The case of the day is Brey Corp. v. LQ Management, LLC (D. Md. 2012). Brey, a Maryland corporation, brought a putative class action against LQ, a Texas corporation, for violation of the Telephone Consumer Protection Act. The TCPA prohibits the use of fax machines to send unsolicited advertisements. Brey claimed that it had received two unsolicited advertisements from LQ. Of course, on those facts a lawsuit would make no sense, but Brey claimed to sue on behalf of a class of thousands or tens of thousands. With statutory damages of $500 per violation of the statue, the economics become easier.

In any case, during discovery, Brey served several document requests, but by May 2012, LQ had only produced 11 pages of documents. Similarly, its interrogatory answers were “only minimally helpful.” In an attempt to get more information, Brey served a subpoena on j2 Global, LQ’s third-party fax service provider, but j2 told Brey that its Canadian subsidiary, Protus, had information that would be responsive to the requests and that Protus could not produce the responsive information without an order from an Ontario court.

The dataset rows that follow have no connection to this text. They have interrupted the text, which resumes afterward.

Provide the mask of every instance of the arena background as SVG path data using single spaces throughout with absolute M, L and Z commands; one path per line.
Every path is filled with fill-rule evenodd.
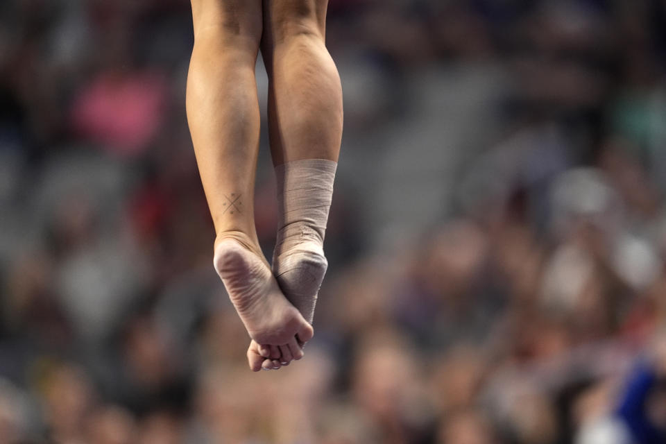
M 330 271 L 305 358 L 255 374 L 189 3 L 2 0 L 0 442 L 666 442 L 666 2 L 335 0 L 327 37 Z

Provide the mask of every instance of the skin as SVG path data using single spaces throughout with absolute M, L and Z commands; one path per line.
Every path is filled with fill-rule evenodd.
M 266 262 L 253 213 L 260 124 L 257 57 L 261 48 L 269 80 L 273 164 L 337 162 L 342 88 L 325 44 L 327 0 L 191 0 L 191 5 L 195 42 L 187 120 L 215 245 L 233 238 Z M 300 359 L 302 351 L 291 348 L 253 341 L 250 368 L 277 368 Z

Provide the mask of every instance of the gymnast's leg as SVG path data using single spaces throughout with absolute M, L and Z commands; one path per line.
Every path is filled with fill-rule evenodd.
M 192 0 L 187 110 L 216 238 L 214 263 L 250 337 L 293 347 L 311 327 L 280 290 L 258 246 L 253 196 L 259 148 L 255 65 L 261 0 Z
M 264 0 L 271 150 L 280 226 L 273 274 L 311 323 L 342 138 L 342 88 L 325 44 L 327 0 Z M 250 350 L 252 346 L 250 346 Z

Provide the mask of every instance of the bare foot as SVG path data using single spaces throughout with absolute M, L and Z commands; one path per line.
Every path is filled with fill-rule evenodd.
M 254 340 L 250 343 L 248 348 L 248 364 L 253 372 L 260 370 L 278 370 L 280 367 L 289 365 L 292 359 L 298 361 L 303 357 L 302 348 L 297 343 L 296 338 L 287 345 L 278 348 L 268 347 L 266 354 L 262 349 L 265 346 L 259 345 Z M 277 353 L 275 350 L 277 349 Z M 271 350 L 273 349 L 273 350 Z M 275 357 L 277 355 L 277 357 Z
M 288 348 L 296 338 L 305 343 L 312 337 L 312 327 L 282 294 L 266 262 L 236 236 L 219 239 L 214 264 L 257 343 Z

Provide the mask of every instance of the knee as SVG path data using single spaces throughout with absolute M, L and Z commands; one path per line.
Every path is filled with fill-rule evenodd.
M 191 0 L 194 38 L 241 49 L 258 47 L 261 0 Z
M 271 26 L 276 44 L 296 37 L 324 38 L 327 0 L 273 0 Z

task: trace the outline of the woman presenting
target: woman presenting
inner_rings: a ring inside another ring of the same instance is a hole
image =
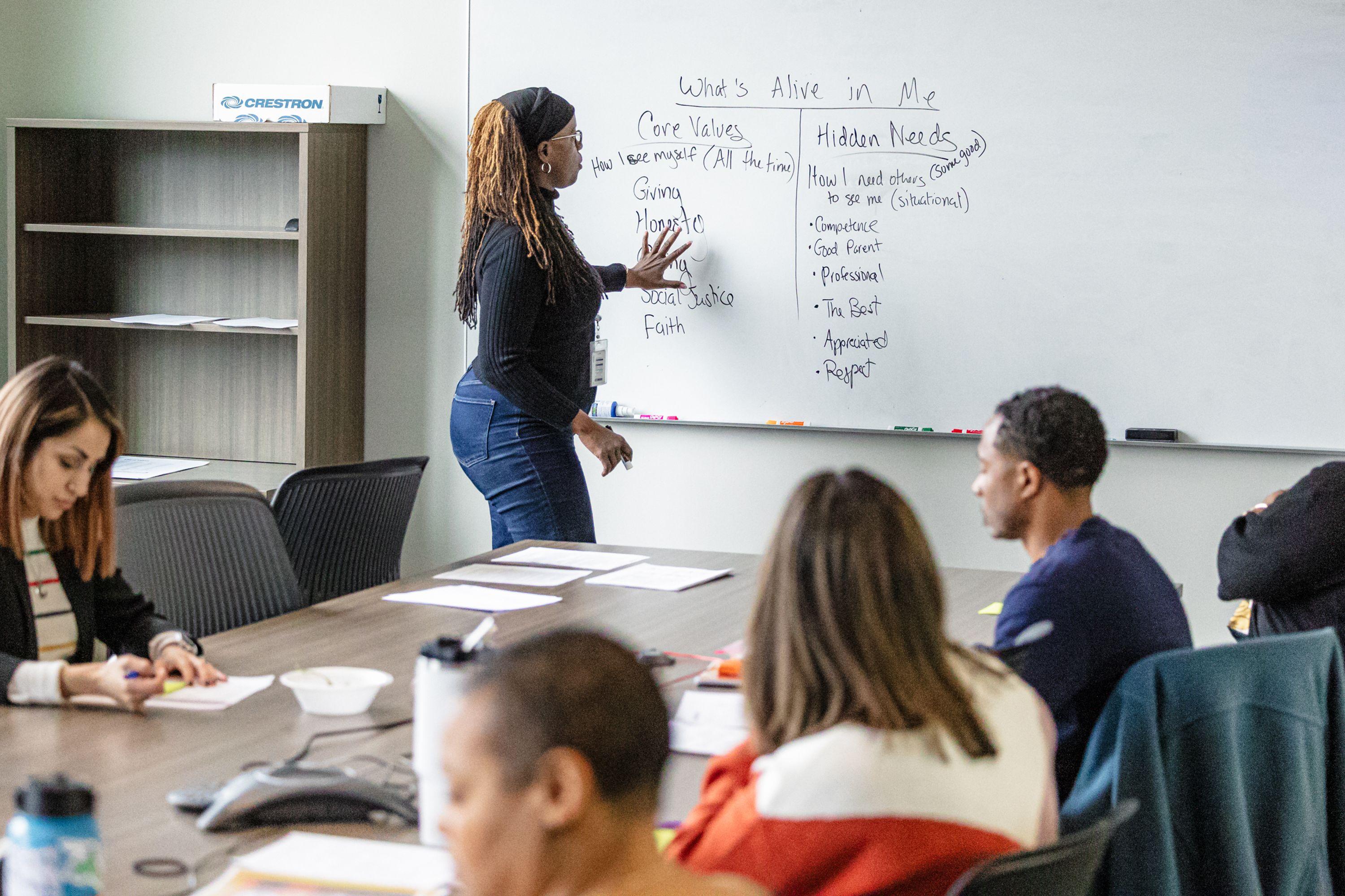
[[[593,541],[593,508],[577,435],[603,476],[631,446],[584,411],[604,293],[678,289],[663,278],[690,243],[664,230],[631,266],[593,267],[555,212],[578,179],[574,106],[546,87],[507,93],[472,122],[457,314],[480,322],[476,360],[457,383],[449,434],[463,472],[491,506],[494,547],[547,539]]]

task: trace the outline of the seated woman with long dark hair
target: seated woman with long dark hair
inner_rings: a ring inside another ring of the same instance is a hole
[[[951,642],[915,513],[868,473],[800,485],[744,662],[751,737],[712,760],[670,846],[777,895],[942,895],[1056,837],[1054,727],[999,661]]]
[[[75,361],[36,361],[0,388],[0,703],[101,695],[140,709],[171,673],[223,678],[117,570],[112,462],[124,441]],[[95,638],[116,656],[91,662]]]

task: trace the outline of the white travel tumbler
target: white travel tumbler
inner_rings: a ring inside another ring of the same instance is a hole
[[[490,622],[490,619],[487,619]],[[475,634],[475,633],[473,633]],[[421,647],[416,658],[416,708],[412,723],[412,768],[416,770],[420,838],[426,846],[444,846],[438,817],[448,802],[444,775],[444,725],[457,715],[471,674],[472,661],[482,656],[473,642],[436,638]],[[465,647],[465,649],[464,649]]]

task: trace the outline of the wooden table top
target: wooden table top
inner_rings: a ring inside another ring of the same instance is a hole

The judge granted Brey an extension of the discovery schedule and issued a letter rogatory to the Ontario Superior Court of Justice. It reasoned that the information Brey was seeking was important to the case and it could not be obtained from another party, and it noted that Brey had taken steps to minimize the delay that would result from the use of the letter rogatory procedure, namely, hiring local counsel in Ontario. Parenthetically, hiring local counsel is almost always wise, whether the case involves a letter rogatory or a letter of request under the Hague Evidence Convention. Penny wise, pound foolish!